Columnist Hints That Loss of Black Senators Is Due To Racism

I’m being completely serious. From “How Mark Kirk Re-Segregates the Senate:”

For reasons that go back more than a century, all the way to the First Great Migration from the South, Illinois has led the nation in black political empowerment. We’ve elected more black statewide officials than anyone else. We produced the first black president. And it was a matter of pride among many Illinoisans that we kept the Senate integrated. In 2004, we picked such a great black senator that he went on to integrate the presidency.

This is no slur against Kirk. It’s not a slur against Illinois, either. It shouldn’t be our responsibility to provide a black senator. It’s a slur against the other 49 states, who refuse to elect a black politician to the U.S. Senate.

I’d like to introduce Mr. McClelland to Cedra Crenshaw. She was a black contender for Illinois state senate but the Chicago machine employed every dirty trick against her and even unsuccessfully ran her off the ballot.

Because she was a Republican.

Yet after 4 p.m. today, African-Americans will make up 0 percent of the nation’s most prestigious elective body. That’s disgraceful.

Yes, Mr. McClelland, it’s disgraceful how you ignore candidates of color when they don’t serve the plantation politics of progressivism. So when the Chicago machine was forcing out a mother-politician off the ballot because she threatened the progressive narrative that people of color can’t be conservative, that wasn’t, as McClelland so aptly writes, “segregation?”

That may sound harsh, but I’m not in the mood to bestow courtesy upon someone who apparently believes himself so versed in Illinois politics that he’s selling a book on it; thus the omission of the aforementioned is a monumental error on his part while also showing extreme bias.

I did a brief search and found that McClelland only wrote of Crenshaw once, in a post titled: “Tea’s Nuts: Brady Brings the Tea Party to Cook County but, Like, Why?”

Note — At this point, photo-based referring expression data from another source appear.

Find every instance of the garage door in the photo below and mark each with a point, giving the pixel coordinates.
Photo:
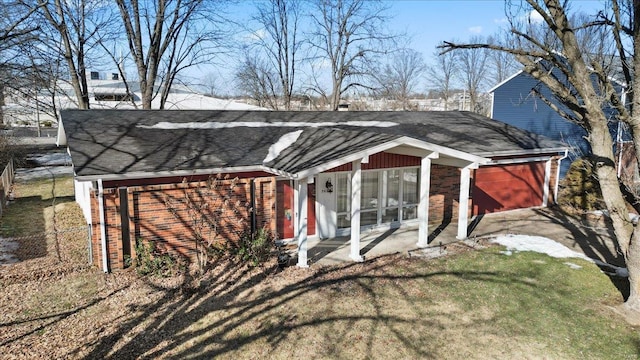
(507, 187)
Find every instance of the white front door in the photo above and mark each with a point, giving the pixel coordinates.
(326, 217)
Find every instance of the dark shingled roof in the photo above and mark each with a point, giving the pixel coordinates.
(117, 142)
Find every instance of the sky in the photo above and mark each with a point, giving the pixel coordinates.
(429, 22)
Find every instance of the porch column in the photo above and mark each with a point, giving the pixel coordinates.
(423, 205)
(296, 208)
(302, 222)
(463, 204)
(356, 183)
(547, 180)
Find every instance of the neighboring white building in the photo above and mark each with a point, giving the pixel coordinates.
(21, 110)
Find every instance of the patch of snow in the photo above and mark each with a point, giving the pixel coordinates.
(284, 142)
(552, 248)
(632, 217)
(615, 270)
(50, 159)
(573, 266)
(42, 172)
(538, 244)
(165, 125)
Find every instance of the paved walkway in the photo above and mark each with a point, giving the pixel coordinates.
(593, 241)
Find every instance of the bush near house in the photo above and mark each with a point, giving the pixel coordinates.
(579, 190)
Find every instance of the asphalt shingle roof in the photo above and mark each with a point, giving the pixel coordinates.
(116, 142)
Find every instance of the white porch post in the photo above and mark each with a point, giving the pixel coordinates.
(296, 208)
(423, 205)
(463, 204)
(547, 179)
(356, 184)
(302, 222)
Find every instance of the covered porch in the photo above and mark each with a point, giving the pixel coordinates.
(363, 242)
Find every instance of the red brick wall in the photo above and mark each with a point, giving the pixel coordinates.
(168, 214)
(444, 193)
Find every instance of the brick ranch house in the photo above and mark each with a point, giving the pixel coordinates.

Brady will be the only big-name Republican at the Tea Party. The other guests include Joel Pollak, who’s running against Schakowsky and state senate candidate Cedra Crenshaw.

McClelland’s piece misses the elephant in the room, pun intended: there is a prejudice against conservatives, especially so against conservatives of color. I have personally fielded calls and emails from white and black liberals on my radio show wherein they slurred my black conservative guests as “uncle Toms,” etc.

The left has done a remarkable job marketing themselves as being the party for minorities when every single policy they put forth, from education to employment, has done more to harm these communities than to help. It’s quite an unbelievable scenario: make a living advocating for a particular group while feeding them to the wolves every term and blaming the problem on Republicans – which is why that particular group should vote for you again, so on and so forth. It’s now cyclical. People like McClelland perpetuate it. And why not? He’s got a book to sell.

Look at every major city from New Orleans, St. Louis, Detroit, etc. where complaints about unemployment and crime are high and tell me what party controls – and has controlled – those cities the longest.

The biggest question isn’t why the lack of black senators – we certainly had a record number of black candidates running including Charles Lollar who lost his challenge to Steny Hoyer – but why do they always have to be liberal? And why, when they’re not liberal, are they run out on a rail like Elijah Lovejoy?